I haven’t always believed this. I didn’t think I should try to do anything to win my husband to Christ. He was just going to be who he was going to be and there was nothing I could do about it. John Piper’s sermon “The Beautiful Faith of Fearless Submission” changed that for me. In that message he pointed out what I had missed in 1 Peter 3. As Piper put it, “Submission does not mean avoiding every effort to change a husband. The whole point of this text is to tell a wife how to ‘win’ her husband.” God has given us his grace-supplied way of trying to win our husbands. It’s not by our hairstyle, fit body, or clothes. We’re to try to win him by the very thing that may drive him away: our godliness.
Follow Christ’s example: know that you are God’s child and not man’s slave, and submit yourself to the sin-laden man you’re married to. Show him the grace you’ve received. Speak the truth in love and humbly stand in your faith. It’s easy to lose sight of the goal. The goal is not a happy marriage or a nice husband. The goal is running the race of faith Christ has set before us with perseverance. It’s been 24 years and my husband is still not a believer. But as long as I have breath, and with the grace God supplies, I will seek to win him to Christ. Even if we never see our husbands believing, our efforts to win them are not in vain. They are seen by God and will accomplish the purpose he has for them.
3. Losing your life in marriage gains it.
Jesus said, “For whoever would save his life will lose it, but whoever loses his life for my sake will save it” (Luke 9:24). You may lose your marriage to your unbelieving husband. If you love Jesus and follow him, your husband may not want to stay married to you. But don’t give up on your marriage and divorce him, or give in to your flesh and live for worldly passions.
Leaving your husband would be evidence you are clinging to marriage as though it can give you life. But if you and I let go of demanding that our marriages give us life and live for Christ, even if it means we lose our marriages, we will be keeping a testimony of Christ in marriage that honors God and is a life-giving witness to our husbands and families.
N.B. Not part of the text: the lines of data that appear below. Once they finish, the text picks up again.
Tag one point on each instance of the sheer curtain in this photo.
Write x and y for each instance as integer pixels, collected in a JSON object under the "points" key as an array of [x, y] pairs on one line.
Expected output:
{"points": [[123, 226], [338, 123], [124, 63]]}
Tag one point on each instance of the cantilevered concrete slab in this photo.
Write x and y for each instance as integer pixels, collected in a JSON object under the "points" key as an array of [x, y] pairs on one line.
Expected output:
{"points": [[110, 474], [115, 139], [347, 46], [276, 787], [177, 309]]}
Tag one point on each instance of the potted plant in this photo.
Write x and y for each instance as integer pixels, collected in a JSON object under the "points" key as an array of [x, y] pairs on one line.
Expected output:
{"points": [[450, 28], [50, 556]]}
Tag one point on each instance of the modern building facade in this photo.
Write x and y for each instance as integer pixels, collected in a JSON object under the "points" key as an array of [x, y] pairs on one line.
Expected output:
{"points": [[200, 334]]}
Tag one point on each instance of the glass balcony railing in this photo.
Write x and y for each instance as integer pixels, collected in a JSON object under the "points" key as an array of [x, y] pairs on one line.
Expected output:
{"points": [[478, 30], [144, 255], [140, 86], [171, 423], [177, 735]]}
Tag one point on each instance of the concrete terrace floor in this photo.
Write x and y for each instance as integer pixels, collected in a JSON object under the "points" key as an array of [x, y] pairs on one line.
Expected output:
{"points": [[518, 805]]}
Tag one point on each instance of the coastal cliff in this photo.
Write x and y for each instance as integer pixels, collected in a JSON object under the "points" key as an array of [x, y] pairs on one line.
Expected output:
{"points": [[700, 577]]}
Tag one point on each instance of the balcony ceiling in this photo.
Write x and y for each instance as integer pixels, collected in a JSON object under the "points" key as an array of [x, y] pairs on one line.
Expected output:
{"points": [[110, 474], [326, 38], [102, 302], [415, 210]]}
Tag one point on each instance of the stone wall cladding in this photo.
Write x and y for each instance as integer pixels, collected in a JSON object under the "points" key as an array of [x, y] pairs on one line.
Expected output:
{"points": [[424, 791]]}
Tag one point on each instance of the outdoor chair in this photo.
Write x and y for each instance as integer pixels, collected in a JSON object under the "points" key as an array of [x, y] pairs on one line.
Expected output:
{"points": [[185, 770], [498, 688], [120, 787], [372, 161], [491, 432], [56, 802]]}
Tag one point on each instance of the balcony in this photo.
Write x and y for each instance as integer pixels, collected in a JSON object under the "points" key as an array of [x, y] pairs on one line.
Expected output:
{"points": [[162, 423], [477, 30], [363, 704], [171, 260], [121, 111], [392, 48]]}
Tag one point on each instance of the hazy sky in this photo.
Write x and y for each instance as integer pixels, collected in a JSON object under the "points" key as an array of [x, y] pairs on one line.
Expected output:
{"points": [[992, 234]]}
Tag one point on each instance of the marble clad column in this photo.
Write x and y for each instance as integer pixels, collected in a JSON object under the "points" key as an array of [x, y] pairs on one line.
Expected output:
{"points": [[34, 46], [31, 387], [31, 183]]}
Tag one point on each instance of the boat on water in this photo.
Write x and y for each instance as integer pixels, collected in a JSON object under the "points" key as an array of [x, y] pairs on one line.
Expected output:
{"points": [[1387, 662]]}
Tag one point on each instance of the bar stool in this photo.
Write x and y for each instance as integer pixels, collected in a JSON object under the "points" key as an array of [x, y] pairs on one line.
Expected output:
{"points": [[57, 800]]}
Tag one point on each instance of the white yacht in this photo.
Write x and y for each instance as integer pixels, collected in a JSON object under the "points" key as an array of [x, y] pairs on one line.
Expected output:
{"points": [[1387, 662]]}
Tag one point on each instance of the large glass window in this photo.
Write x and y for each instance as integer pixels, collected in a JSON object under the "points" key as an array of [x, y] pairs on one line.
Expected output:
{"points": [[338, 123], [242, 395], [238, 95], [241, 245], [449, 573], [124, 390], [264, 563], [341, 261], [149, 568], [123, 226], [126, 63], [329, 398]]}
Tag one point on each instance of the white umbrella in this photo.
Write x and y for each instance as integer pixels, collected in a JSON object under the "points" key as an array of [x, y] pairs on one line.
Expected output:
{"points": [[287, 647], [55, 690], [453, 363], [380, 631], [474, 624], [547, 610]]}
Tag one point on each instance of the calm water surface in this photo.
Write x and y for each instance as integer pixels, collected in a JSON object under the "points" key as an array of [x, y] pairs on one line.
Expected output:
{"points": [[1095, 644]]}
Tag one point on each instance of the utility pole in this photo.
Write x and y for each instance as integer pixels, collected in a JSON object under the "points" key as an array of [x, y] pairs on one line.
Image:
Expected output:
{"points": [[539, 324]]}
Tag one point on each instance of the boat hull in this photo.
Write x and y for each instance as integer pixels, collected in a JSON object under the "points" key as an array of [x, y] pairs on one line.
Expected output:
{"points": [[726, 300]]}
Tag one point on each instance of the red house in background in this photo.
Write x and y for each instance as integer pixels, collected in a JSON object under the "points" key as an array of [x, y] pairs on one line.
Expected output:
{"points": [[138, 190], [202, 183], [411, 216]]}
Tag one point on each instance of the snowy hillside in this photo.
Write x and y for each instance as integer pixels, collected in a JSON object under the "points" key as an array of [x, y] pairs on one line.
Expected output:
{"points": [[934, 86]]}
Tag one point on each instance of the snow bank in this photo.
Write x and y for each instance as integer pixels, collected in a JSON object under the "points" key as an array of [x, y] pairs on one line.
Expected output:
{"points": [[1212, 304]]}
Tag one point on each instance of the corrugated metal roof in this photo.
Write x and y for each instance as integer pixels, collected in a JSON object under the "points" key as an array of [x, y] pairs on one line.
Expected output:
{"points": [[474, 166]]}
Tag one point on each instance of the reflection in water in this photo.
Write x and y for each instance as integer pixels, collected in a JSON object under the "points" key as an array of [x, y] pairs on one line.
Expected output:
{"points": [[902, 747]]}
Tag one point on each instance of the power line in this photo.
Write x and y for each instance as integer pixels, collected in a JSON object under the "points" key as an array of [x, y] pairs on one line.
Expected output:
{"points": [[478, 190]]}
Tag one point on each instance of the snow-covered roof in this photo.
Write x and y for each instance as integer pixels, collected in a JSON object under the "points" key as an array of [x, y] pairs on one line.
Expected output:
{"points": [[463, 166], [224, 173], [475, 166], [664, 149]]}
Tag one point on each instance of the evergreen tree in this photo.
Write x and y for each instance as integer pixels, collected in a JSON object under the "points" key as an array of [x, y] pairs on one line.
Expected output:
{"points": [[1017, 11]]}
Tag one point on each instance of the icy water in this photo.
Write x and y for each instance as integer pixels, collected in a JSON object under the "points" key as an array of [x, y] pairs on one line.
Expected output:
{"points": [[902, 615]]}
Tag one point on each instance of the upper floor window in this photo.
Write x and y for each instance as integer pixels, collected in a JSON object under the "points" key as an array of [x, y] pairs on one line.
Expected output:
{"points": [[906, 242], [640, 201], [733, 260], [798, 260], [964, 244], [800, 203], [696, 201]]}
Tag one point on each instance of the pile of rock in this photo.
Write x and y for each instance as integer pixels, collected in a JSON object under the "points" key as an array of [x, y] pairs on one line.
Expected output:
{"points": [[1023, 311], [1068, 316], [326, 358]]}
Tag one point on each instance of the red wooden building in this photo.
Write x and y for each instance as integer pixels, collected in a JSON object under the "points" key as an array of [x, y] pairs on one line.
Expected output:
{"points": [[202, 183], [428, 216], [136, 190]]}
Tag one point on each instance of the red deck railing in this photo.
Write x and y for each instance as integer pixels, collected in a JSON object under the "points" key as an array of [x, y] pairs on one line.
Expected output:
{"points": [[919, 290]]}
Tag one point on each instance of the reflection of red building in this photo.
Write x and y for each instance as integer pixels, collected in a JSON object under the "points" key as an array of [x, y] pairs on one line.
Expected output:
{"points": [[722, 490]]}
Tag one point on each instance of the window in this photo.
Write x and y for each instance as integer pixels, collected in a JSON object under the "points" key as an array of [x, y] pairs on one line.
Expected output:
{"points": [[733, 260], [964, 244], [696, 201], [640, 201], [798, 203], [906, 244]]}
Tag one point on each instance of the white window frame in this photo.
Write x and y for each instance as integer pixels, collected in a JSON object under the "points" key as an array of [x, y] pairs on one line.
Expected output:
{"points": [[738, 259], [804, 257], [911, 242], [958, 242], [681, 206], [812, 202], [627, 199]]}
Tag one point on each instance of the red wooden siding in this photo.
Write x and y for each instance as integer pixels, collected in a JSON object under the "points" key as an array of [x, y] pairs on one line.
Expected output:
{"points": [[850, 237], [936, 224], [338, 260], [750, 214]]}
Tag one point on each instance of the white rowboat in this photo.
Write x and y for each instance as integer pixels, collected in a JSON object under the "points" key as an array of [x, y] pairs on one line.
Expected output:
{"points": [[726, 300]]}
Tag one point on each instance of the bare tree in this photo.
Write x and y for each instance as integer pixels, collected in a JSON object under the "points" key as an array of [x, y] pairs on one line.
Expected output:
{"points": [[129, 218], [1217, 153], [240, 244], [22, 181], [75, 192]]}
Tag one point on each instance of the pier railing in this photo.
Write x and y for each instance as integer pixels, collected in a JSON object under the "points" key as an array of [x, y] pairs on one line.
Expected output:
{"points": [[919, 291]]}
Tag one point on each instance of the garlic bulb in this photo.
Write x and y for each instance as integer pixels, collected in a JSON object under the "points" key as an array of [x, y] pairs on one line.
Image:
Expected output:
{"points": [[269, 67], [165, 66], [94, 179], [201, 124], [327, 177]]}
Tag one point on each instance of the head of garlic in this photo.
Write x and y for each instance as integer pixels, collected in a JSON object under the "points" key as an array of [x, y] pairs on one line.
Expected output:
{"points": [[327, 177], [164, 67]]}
If you are living in an “even if” marriage, call to mind God’s faithfulness to you. Seek to win your husband by the beautiful aroma of Christ in you, even if he smells death and rejects you. Open your hands and lift up your marriage to God. Don’t try to squeeze the life out of it, even if he leaves you. Give the grace you have received, even if he doesn’t receive it. God is faithful. He thinks your hope in him is beautiful. And he works for those who wait for him.